When dealing with a system of inequalities, we graph each inequality on the same coordinate plane to understand where the solutions to these inequalities overlap. This process helps us visualize all the solutions visually and determine the area these solutions occupy.
Firstly, for inequalities like the ones given in the problem, they need to be rewritten in a way that makes them easier to graph, typically slope-intercept form (\(y = mx + b\)).

• The inequality \(x - y > 0\) gets converted to \(y < x\), making a line we will graph as \(y = x\).
• Similarly, \(4 + y \leq 2x\) is rewritten as \(y \leq 2x - 4\).

Drawing these lines correctly is crucial. For \(y = x\), a dashed line represents an inequality \(<\), meaning points exactly on the line are not included in solutions. For \(y \leq 2x - 4\), a solid line is used, showing points on the line are part of the solution. After graphing these, we shade the regions that satisfy each inequality, carefully noting which side of each line meets the criteria.

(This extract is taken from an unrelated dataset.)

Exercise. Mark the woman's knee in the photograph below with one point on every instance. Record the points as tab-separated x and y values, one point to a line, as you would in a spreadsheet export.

A solution set is considered bounded when it is enclosed within a finite area on the graph. In this problem, we graphically determine whether the solution set is bounded by examining the overlap of shaded regions from each inequality.
The inequalities create a shape or polygon in which all interior points satisfy both conditions of the system. This region is called the solution set.

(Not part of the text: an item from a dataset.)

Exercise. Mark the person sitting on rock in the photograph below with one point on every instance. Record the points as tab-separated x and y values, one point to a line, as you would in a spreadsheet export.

• If this region is completely enclosed by the graph lines, not extending infinitely in any direction, it is considered bounded.

In this exercise, the region where the shaded areas overlap forms a triangle between the points \((4, 4)\), \((0, 0)\), and \((0, -4)\). Because this region does not extend beyond these vertices, it is a bounded solution set. It helps students to visualize bounded regions as shapes distinctly formed by the intersection of graph lines, often with clear boundaries from vertices.

Finding the intersection of lines is essential in determining vertices of the solution set for a system of inequalities. Intersections are the points where lines cross each other, representing solutions that satisfy both equations in the system.
To find points of intersection, set the equations of the two lines equal to each other and solve for \(x\).

• By solving \(y = x\) and \(y = 2x - 4\), we equate them: \(x = 2x - 4\).
• This simplifies to \(x = 4\).
• Substitute \(x = 4\) back into either equation to find \(y = 4\).

The intersection point is \((4, 4)\), which is one of the solution set's vertices.
Knowing the intersection points helps us draw and validate the vertices of the bounded area, thus visualizing where our solution set lies, as it is the area formed between intersection points. This understanding is key in solving systems of inequalities graphically.